毎朝出会う人たちと

松田 昇

 

 Tさんとは、ヘルパー4人が月曜日から木曜日まで、毎朝交代でウォーキングに出かけています。毎日、同じ時間に、ほぼ同じコースを歩きますから、いろんな人に見られています。

 中には声をかけてこられる方もいて、私などは「お父さんですか?」と尋ねられたことがあります。「いや、付き添いで、これが仕事なんです」というと「ああ、ボランティアですか」「いいえ、ちゃんとお金はいただいています」という具合で、ガイドヘルパーという仕事の認知度はかなり低いようです。

 夏は木陰となって涼しい雑木林の脇の歩道、約100mを掃除してくれている年配の男性がいます。

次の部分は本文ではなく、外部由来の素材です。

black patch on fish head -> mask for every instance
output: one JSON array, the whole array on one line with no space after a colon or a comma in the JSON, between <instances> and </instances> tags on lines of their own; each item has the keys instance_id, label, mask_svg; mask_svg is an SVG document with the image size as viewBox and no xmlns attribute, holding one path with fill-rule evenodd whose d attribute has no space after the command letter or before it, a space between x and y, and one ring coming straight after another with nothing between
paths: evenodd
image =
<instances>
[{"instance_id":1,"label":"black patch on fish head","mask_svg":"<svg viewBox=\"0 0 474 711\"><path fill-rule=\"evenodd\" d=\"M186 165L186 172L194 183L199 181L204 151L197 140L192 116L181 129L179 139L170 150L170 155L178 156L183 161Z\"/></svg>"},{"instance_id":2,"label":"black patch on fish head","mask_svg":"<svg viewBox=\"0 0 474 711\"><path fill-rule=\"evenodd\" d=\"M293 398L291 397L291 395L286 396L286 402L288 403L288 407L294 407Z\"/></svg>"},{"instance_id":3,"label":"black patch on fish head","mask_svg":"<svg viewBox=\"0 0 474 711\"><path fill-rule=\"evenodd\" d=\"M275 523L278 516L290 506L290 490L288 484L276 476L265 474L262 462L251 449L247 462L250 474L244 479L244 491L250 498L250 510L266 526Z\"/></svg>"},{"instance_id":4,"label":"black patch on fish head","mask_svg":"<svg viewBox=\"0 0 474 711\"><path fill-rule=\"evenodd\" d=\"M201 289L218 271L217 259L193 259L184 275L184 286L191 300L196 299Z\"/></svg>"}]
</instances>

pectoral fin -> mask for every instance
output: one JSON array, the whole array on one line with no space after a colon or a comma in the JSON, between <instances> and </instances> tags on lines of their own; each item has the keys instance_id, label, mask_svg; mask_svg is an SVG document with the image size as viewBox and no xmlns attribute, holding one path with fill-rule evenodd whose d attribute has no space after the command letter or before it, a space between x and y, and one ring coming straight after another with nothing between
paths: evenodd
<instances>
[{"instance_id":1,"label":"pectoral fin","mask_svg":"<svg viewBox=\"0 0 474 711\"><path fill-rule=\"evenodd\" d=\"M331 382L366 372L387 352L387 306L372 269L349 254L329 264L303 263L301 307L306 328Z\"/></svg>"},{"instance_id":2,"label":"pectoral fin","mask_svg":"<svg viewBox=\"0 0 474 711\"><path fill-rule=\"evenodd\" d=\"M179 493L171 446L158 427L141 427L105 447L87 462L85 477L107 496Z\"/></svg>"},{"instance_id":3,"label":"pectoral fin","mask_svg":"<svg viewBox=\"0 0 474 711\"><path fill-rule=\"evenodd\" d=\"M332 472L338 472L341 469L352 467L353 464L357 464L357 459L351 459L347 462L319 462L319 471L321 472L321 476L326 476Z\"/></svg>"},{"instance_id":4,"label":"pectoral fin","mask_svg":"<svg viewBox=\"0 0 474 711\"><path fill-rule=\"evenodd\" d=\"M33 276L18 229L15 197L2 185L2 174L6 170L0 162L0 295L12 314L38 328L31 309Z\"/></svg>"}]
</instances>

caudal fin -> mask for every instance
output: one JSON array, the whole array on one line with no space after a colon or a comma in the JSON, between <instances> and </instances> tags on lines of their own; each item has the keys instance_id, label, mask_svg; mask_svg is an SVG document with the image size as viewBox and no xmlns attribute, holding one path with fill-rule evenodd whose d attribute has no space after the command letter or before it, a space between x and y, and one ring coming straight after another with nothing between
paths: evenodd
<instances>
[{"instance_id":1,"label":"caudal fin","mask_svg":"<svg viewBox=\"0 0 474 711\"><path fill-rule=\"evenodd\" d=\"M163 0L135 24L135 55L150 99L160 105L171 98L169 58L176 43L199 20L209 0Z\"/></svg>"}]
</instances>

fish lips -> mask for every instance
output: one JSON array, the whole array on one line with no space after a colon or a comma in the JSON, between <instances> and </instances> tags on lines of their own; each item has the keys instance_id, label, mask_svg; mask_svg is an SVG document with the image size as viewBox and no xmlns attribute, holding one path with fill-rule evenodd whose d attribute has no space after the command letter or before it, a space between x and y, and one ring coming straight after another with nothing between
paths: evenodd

自分の家の前でもないのに、そこを歩く人たちのために、天気のいい日にホウキとリヤカーを持ってきて、きれいにしてくれているのです。

 出会うたびに「おはようございます」と挨拶していたのですが、ある日感謝の気持ちを込めて「いつもきれいにしてくれて、ありがとうございます」と伝えました。一緒に歩いていたTさんにも「挨拶しましょう」と促すと、話せないTさんはていねいに頭を下げて挨拶をしました。その日以後、その人に出会うと挨拶の後「今日は過ごしやすい日ですね」とか、簡単な言葉を交わすようになりました。

 

 他にも声をかけてくれる人が何人もいます。Tさんは声をかけられても黙って通り過ぎるだけで、促さないと挨拶しないところが残念なのですが、どの人も口をそろえて「元気やね」と言ってくれます。そして、いつもどれだけ歩いているとか、先ほどのような「お父さんですか」という会話になっていくのです。そうやって何度も挨拶や会話を交わした人は、Tさんにも「行ってらっしゃい」と言ってくれます。まずは、ヘルパー自身が人とつながっていくことが大事だと教えられます。